We thought we had a safety net, but then we saw that it doesn’t work that well: we suddenly realise that there is a shortage of medical supplies, because they are largely produced outside of France. We understand that the market is not so farsighted when it outsources industrial production to regions with lower operating costs. And the French, who are used to relying on the state, discover that the government has abandoned all pretence of forward planning. However, this uncertainty, which has spread across the globe, can be food for thought and reflection, inciting us to consider other ways of living together.

Philippe Descola believes that certain pressure groups, like in Notre-Dame-des-Landes (Western France), have shown the ability to invent fraternal ways of living together, including with non-humans.
Philippe Descola believes that certain pressure groups, like in Notre-Dame-des-Landes (Western France), have shown the ability to invent fraternal ways of living together, including with non-humans.
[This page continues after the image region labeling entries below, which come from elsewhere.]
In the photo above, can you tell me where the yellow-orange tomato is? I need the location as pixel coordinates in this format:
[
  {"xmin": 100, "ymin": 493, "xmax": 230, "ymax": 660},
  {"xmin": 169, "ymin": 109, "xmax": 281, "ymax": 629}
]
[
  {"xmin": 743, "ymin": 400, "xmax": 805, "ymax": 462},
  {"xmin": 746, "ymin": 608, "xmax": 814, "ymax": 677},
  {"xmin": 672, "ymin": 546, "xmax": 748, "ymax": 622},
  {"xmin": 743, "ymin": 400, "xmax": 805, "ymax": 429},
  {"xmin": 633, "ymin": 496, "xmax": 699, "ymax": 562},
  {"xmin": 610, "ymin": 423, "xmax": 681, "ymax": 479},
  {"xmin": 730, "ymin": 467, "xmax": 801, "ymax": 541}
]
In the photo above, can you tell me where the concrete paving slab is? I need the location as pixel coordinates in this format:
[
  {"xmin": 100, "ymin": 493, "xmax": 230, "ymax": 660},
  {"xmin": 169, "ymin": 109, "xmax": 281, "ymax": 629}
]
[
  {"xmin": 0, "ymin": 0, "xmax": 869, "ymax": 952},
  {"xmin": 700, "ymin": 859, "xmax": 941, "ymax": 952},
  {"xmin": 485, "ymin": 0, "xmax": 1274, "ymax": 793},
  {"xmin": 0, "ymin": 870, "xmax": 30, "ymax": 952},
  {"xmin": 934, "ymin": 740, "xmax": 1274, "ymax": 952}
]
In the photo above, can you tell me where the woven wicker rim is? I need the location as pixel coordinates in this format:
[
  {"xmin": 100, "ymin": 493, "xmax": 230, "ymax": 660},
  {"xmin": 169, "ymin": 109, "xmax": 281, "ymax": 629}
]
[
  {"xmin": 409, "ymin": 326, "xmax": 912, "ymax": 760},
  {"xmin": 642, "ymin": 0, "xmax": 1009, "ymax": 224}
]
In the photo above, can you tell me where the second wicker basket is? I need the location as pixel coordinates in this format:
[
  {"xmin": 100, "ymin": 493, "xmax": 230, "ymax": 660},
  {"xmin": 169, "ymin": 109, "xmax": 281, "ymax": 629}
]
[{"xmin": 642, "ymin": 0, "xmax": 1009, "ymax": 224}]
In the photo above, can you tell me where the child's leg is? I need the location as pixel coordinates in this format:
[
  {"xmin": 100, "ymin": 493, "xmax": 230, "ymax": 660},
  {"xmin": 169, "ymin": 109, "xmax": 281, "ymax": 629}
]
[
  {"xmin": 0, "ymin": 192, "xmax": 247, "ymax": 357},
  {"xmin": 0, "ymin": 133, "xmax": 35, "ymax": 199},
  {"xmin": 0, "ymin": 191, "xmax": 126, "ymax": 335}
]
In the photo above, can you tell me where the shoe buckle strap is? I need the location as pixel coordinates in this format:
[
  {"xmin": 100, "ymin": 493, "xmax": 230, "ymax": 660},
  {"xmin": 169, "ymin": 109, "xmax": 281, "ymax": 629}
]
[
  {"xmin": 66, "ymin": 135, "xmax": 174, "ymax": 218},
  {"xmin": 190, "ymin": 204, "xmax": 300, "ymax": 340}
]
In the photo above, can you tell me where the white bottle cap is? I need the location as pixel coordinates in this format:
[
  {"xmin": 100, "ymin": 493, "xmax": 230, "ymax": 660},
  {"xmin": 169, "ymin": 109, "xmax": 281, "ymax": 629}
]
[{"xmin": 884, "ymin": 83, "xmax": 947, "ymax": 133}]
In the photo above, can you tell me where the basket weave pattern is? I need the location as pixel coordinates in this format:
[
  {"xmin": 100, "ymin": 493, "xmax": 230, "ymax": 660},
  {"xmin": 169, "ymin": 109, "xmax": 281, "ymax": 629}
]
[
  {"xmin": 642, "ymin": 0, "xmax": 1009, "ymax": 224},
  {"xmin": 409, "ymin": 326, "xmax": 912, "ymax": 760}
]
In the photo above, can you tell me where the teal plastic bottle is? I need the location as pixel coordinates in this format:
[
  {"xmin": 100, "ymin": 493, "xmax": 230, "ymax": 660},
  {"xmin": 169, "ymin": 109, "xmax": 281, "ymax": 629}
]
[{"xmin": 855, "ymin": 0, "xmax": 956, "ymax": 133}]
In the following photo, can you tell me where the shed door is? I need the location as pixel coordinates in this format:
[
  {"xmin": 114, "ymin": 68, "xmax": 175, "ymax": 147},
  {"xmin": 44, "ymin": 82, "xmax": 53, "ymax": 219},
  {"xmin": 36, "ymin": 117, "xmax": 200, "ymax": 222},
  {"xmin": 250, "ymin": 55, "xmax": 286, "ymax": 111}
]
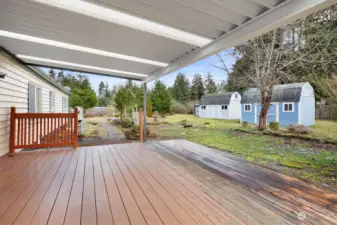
[{"xmin": 255, "ymin": 103, "xmax": 279, "ymax": 124}]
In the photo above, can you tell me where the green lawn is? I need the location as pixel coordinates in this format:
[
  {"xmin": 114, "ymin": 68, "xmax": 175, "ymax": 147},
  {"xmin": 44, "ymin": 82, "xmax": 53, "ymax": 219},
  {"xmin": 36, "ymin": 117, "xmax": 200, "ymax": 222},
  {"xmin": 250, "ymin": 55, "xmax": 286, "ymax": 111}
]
[{"xmin": 150, "ymin": 115, "xmax": 337, "ymax": 188}]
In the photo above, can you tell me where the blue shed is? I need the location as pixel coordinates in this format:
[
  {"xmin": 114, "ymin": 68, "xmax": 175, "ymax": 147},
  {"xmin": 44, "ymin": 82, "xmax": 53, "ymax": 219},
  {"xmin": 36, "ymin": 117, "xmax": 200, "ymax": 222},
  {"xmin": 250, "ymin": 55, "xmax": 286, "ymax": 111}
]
[{"xmin": 241, "ymin": 82, "xmax": 315, "ymax": 126}]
Is this crisis an incontrovertible indictment of our globalised system?
P. D.: In any case it is a striking illustration of the failure of multilateralism, and of weak cooperation among nations. Europe has shown an alarming inability to agree on a common health policy, the WHO has been marginalised… The present situation has revealed increased competition among countries, while on a local scale, highlighting the inequalities between individuals. We could thus begin asking ourselves what forms our various lobbies could take, on both the sub- and supra-state scales. They could have greater political and economic autonomy at the local level,  and be organised in international solidarity networks – not with the goal of becoming self-sufficient, but to have the means for efficient collective action. Certain pressure groups, like the Notre-Dame-des Landes ‘Defence Zone’, have demonstrated, despite their limited scope, the ability to challenge the true utility of major projects and to invent fraternal ways of living together, including with non-humans.
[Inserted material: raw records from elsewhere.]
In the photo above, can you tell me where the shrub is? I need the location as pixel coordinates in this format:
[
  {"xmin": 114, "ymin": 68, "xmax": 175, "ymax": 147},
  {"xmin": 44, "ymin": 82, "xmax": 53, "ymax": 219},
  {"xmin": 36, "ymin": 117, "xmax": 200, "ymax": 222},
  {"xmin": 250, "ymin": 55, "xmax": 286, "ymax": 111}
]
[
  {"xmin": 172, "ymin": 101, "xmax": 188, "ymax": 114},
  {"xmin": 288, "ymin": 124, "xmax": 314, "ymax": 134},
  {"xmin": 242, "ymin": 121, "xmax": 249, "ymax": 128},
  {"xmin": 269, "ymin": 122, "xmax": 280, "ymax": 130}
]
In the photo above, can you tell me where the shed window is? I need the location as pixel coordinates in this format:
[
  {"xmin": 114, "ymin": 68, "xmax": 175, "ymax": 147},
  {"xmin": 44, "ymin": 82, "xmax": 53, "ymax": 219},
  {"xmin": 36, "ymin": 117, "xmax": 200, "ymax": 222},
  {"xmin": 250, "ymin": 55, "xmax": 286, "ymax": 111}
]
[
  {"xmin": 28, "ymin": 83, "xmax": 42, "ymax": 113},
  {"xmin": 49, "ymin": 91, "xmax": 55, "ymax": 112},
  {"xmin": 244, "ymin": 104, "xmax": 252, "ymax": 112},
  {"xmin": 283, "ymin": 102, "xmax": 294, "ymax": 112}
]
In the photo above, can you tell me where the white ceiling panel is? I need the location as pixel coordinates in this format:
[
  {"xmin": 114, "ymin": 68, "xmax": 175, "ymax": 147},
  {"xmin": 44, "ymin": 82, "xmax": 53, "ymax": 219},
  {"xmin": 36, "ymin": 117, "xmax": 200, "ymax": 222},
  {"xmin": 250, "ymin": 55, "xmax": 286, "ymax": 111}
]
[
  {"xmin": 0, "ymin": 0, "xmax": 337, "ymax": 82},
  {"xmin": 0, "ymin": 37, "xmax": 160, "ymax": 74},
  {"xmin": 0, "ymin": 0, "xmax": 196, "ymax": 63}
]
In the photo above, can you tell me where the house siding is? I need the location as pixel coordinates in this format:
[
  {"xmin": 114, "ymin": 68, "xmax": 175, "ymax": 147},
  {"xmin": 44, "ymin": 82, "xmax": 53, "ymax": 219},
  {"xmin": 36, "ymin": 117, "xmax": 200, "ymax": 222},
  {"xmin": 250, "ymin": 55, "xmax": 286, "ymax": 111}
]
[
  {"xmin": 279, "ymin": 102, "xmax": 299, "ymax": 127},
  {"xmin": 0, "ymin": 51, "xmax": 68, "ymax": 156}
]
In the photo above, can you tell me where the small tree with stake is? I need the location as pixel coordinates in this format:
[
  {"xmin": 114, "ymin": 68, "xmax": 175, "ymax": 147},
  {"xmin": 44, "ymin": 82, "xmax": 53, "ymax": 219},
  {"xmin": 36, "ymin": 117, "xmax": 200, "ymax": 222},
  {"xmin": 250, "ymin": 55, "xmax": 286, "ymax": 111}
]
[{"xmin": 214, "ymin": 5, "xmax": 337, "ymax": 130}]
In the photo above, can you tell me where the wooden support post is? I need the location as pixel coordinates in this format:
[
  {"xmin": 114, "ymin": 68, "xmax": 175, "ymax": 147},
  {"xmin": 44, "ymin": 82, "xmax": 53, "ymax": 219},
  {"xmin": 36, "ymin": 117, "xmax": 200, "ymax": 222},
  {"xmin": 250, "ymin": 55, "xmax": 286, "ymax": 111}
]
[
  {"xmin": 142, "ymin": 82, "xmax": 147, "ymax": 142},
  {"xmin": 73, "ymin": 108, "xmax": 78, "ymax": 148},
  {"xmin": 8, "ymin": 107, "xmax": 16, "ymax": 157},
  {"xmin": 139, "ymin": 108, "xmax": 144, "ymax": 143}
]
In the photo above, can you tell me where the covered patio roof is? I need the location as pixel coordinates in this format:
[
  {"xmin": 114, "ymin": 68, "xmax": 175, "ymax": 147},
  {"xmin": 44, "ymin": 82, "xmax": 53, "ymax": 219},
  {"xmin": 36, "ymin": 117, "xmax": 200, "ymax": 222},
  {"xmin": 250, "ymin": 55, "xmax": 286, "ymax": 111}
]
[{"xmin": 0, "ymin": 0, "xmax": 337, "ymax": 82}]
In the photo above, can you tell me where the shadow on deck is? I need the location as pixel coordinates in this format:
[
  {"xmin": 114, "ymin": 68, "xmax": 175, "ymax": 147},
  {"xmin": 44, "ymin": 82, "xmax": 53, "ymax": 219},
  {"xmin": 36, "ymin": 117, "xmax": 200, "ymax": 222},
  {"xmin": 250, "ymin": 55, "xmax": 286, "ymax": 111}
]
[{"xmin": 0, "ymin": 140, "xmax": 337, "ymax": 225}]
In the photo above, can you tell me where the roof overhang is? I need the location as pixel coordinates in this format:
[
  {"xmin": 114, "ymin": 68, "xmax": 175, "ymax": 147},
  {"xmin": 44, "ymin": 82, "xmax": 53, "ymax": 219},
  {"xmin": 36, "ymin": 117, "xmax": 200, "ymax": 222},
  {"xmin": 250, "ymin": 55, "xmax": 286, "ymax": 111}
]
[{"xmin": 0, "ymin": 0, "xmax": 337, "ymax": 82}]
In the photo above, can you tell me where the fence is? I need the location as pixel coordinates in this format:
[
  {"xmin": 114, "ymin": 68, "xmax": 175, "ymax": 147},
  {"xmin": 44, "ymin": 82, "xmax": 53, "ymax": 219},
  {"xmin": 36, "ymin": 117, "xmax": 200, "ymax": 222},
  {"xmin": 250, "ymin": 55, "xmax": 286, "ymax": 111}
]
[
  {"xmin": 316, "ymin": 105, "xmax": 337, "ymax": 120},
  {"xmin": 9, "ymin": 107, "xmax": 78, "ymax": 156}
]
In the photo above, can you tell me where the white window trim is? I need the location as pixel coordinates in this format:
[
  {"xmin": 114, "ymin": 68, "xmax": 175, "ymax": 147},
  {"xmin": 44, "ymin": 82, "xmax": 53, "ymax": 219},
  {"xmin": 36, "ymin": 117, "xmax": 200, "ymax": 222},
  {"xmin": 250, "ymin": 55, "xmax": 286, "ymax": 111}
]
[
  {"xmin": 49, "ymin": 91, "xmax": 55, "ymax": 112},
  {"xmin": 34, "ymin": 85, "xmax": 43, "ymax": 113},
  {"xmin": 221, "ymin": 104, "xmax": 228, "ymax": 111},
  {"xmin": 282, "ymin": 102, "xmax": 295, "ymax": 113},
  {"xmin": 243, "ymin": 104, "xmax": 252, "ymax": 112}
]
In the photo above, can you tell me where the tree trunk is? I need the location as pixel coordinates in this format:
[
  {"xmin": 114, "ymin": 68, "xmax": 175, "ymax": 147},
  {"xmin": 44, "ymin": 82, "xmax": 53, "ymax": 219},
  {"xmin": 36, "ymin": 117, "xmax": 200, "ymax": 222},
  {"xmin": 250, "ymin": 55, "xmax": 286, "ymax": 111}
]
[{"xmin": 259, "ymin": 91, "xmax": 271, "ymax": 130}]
With confinement, the crisis has also highlighted the role of digital technology in our society…
P. D.: And it has shown that computers do not produce food, do not take care of the elderly, do not treat the sick. This pandemic has put the spotlight on certain professions which, however crucial, get little respect, in particular in the care and other sectors that make society liveable. And it has shed even greater light on positions sometimes considered as “bullshit jobs” – those that are much less useful, often already dematerialised, and yet very lucrative. At least the healthcare workers are finally being recognised for their importance. Let’s just hope that the consideration they are enjoying today will continue after the pandemic.
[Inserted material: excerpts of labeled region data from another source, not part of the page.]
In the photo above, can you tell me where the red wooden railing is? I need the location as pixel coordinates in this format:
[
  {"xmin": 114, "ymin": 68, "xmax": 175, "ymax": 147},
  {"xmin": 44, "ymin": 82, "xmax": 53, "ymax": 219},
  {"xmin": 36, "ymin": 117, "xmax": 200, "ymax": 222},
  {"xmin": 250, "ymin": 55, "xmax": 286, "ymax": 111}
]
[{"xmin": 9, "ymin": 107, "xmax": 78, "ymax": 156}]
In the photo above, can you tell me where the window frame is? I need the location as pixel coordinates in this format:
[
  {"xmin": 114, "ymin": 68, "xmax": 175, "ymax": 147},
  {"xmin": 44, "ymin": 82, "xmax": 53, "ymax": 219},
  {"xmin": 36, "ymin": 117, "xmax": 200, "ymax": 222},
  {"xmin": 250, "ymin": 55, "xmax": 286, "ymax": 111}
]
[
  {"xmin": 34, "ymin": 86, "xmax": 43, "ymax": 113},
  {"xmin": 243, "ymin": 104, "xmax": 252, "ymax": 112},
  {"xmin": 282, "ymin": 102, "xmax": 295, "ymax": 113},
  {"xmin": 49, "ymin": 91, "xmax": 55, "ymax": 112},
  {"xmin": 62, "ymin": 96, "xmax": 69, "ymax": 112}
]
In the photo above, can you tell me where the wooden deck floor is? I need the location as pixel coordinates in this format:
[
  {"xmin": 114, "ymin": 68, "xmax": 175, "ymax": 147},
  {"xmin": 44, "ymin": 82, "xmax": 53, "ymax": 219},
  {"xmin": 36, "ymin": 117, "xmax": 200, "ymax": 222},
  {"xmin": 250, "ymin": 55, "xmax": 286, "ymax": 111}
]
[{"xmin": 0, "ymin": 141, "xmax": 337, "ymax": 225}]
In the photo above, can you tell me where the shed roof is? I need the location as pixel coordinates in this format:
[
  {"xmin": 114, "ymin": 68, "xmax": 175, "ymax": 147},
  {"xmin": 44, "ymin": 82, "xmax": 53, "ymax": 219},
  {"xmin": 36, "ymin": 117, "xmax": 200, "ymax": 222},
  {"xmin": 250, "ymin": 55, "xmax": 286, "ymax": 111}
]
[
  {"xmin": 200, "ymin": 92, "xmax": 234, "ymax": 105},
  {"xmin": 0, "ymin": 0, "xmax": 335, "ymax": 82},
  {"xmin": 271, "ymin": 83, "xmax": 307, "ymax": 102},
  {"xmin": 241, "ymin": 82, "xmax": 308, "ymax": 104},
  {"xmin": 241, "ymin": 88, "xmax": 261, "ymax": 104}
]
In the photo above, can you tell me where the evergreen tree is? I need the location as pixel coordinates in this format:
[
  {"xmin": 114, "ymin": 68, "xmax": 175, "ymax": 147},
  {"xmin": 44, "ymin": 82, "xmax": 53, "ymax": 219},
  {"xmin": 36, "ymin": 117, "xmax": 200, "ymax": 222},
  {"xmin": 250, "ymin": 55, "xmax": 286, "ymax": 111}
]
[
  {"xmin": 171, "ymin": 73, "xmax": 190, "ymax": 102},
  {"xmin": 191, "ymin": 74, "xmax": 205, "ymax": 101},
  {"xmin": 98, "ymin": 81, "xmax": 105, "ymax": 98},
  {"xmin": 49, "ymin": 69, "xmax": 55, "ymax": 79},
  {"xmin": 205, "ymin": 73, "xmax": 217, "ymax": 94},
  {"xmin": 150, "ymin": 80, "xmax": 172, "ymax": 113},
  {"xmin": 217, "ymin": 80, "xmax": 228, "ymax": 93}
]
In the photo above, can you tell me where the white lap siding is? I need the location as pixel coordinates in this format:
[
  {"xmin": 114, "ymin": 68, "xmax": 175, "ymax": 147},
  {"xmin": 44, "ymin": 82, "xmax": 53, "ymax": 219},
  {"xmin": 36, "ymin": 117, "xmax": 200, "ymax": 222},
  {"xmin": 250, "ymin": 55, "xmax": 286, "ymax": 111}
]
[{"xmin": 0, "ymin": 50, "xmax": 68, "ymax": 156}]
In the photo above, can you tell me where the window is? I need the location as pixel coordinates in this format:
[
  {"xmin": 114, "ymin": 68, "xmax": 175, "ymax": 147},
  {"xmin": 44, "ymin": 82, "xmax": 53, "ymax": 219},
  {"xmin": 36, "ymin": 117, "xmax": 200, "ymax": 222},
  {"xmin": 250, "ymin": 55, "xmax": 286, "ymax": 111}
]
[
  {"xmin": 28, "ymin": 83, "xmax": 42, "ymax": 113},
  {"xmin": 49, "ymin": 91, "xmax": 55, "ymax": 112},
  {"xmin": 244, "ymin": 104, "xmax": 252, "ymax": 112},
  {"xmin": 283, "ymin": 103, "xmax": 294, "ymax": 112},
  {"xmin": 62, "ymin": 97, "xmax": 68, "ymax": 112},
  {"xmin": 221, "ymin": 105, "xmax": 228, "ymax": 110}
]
On a personal level, how have you reacted to this unprecedented situation?
P. D.: You know, when you’re a historian, ethnologist or anthropologist, the range of possibilities is such that you are rarely surprised by the present. If we were to compare the Covid-19 pandemic with the epidemics that ravaged the American continent after the arrival of the Europeans, we would have to imagine France losing nine-tenths of its population and being plunged into chaos and disorder. It’s beyond understanding. We only need to remember that people have actually lived through such events to understand that the present situation is not so exceptional… There is always a tendency to think that our own experiences are unique, when in reality, from a historical point of view, they are quite ordinary.

Even the lockdown?
P. D.: Yes. Personally, I was fortunate to be able to spend the confinement period in the countryside, under very favourable conditions, but most of all it reminded me of my experience in the field! I’m thinking of social confinement in particular: when you’re doing fieldwork so far away from home, as I have with the Achuar tribe in the Amazon, you can spend several months without going to the nearest town. Ultimately, you are left to your own devices, in constant interaction with a very small number of people. Of course, you are not confined, because you’re living with others – but always the same ones.

  • 1. Anthropologist at the Laboratory of Social Anthropology, (LAS – CNRS / Collège de France / EHESS), director of studies at the EHESS and professor emeritus at the Collège de France.